If you know moment-generating functions (or characteristic functions) the problem becomes very easy.

Otherwise, you need to carry out two steps:
(1) Determine the density functions $f_1(y)$ of $Y_1 = a X_1$ and $f_2(y)$ of $Y_2 = b X_2.$ (as suggested in # 3).
(2) As suggested in #2, perform the integrations to get $f_U(u)$, where $U = Y_1 + Y_2:$
$$f_U(u) = \int_{-\infty}^{\infty} f_1(y) f_2 (u-y) \, dy.$$
Yes, you really do need to perform the integrations!

 

[Silviu]

If you know moment-generating functions (or characteristic functions) the problem becomes very easy.

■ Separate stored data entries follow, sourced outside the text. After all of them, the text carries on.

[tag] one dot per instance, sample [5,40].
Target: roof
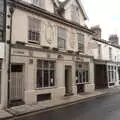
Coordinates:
[41,12]
[106,42]
[80,6]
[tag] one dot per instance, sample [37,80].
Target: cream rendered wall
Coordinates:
[20,26]
[20,31]
[68,9]
[105,52]
[49,6]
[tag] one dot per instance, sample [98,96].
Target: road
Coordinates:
[102,108]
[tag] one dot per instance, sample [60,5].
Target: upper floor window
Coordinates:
[99,51]
[1,5]
[62,37]
[45,73]
[34,30]
[75,13]
[1,35]
[39,3]
[80,42]
[110,53]
[82,73]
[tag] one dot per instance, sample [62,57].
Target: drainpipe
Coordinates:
[11,10]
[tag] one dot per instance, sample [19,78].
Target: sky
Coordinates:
[105,13]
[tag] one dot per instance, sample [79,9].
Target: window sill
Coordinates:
[82,83]
[33,42]
[45,88]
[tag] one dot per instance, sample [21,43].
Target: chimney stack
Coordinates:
[113,39]
[97,31]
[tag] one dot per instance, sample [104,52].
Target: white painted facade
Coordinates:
[30,53]
[106,54]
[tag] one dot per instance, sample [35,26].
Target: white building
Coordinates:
[107,61]
[48,54]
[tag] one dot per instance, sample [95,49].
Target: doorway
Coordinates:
[68,80]
[16,85]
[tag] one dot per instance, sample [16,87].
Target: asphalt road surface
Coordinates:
[102,108]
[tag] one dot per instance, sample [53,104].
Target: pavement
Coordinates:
[105,107]
[51,105]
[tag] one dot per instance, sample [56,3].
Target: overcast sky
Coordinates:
[106,13]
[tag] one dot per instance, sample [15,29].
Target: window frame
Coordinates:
[99,51]
[111,71]
[38,3]
[83,69]
[59,38]
[36,29]
[110,53]
[49,70]
[81,42]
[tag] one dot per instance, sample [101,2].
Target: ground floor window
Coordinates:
[82,73]
[45,73]
[112,70]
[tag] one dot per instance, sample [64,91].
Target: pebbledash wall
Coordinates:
[27,54]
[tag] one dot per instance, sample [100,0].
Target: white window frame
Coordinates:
[83,69]
[49,69]
[0,78]
[62,38]
[81,36]
[38,3]
[112,76]
[34,26]
[99,51]
[110,53]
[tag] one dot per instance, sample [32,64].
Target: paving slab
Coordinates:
[4,114]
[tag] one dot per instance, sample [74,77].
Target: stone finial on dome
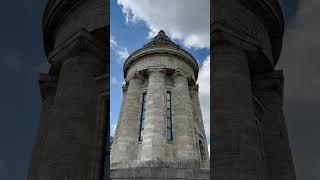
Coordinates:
[161,40]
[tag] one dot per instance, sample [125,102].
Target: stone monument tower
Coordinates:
[75,95]
[250,137]
[160,132]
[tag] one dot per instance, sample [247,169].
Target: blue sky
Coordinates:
[130,30]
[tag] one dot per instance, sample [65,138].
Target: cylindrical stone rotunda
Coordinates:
[160,132]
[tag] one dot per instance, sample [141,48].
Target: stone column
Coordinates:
[268,88]
[125,144]
[183,128]
[235,143]
[154,137]
[198,117]
[48,90]
[71,147]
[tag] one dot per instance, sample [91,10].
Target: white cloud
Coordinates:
[185,20]
[204,94]
[120,51]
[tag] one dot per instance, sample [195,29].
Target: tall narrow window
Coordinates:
[169,117]
[143,110]
[202,153]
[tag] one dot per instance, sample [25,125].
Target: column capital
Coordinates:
[195,88]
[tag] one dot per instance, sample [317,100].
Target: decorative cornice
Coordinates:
[55,13]
[161,40]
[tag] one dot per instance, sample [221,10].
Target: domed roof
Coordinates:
[161,44]
[161,40]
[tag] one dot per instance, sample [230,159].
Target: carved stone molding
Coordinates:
[80,44]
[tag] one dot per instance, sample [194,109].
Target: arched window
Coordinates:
[143,110]
[202,151]
[169,116]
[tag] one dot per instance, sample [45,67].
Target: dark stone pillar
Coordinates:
[235,148]
[268,88]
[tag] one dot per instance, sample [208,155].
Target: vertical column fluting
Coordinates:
[154,137]
[235,144]
[126,139]
[268,88]
[198,119]
[183,129]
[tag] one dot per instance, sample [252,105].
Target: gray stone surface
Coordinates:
[161,66]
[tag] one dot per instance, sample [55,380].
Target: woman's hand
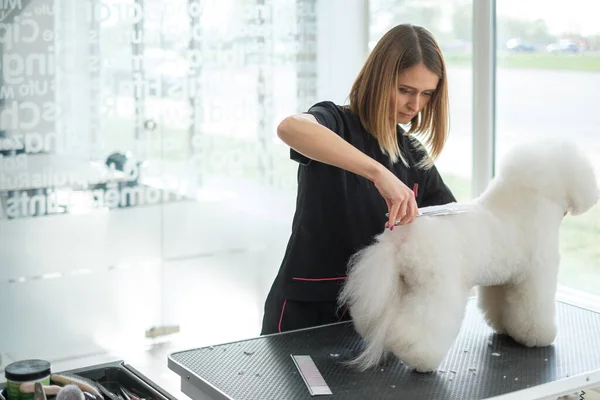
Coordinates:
[401,202]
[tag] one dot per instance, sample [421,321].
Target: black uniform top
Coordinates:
[339,212]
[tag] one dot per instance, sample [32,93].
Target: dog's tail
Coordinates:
[373,284]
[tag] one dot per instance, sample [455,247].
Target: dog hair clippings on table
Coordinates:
[407,292]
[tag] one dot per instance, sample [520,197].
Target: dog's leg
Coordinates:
[529,313]
[492,301]
[427,324]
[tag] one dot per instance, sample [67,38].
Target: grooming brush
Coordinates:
[70,392]
[38,392]
[82,383]
[49,390]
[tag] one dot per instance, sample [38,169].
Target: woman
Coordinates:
[356,165]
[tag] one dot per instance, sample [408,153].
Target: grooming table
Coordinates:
[480,365]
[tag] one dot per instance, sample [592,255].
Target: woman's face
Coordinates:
[415,87]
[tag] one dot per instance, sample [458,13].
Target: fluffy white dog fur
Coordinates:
[407,291]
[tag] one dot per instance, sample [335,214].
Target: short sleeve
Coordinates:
[436,191]
[327,114]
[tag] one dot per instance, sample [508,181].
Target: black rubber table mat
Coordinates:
[481,364]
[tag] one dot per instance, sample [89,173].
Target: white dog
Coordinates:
[407,292]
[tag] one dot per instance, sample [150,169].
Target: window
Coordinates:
[548,75]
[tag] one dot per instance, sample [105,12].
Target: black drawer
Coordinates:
[122,373]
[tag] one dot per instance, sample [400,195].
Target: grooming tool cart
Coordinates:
[116,373]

Otherwise, you need to carry out two steps:
(1) Determine the density functions $f_1(y)$ of $Y_1 = a X_1$ and $f_2(y)$ of $Y_2 = b X_2.$ (as suggested in # 3).
(2) As suggested in #2, perform the integrations to get $f_U(u)$, where $U = Y_1 + Y_2:$
$$f_U(u) = \int_{-\infty}^{\infty} f_1(y) f_2 (u-y) \, dy.$$
Yes, you really do need to perform the integrations!

So in general we have $X \sim N(\mu,\sigma^2) \rightarrow cX \sim N(c\mu,c^2\sigma^2)$. So based on the convolution of 2 gaussians and using the fact that the 2 variables are independent, we have that $f_u(u) \sim N(a\mu_1+b\mu_2,a^2\sigma_1^2+b^2\sigma_2^2)$. Is this correct?

 

[Ray Vickson]

So in general we have $X \sim N(\mu,\sigma^2) \rightarrow cX \sim N(c\mu,c^2\sigma^2)$. So based on the convolution of 2 gaussians and using the fact that the 2 variables are independent, we have that $f_u(u) \sim N(a\mu_1+b\mu_2,a^2\sigma_1^2+b^2\sigma_2^2)$. Is this correct?

Yes, it is a well-known classical result.

You will have to judge whether just quoting the literature is enough, or whether the person setting the problem wants you to actually prove the result, by performing integration or some other means, such as the moment-generating function approach that I already mentioned.

 

[Silviu]

Yes, it is a well-known classical result.

You will have to judge whether just quoting the literature is enough, or whether the person setting the problem wants you to actually prove the result, by performing integration or some other means, such as the moment-generating function approach that I already mentioned.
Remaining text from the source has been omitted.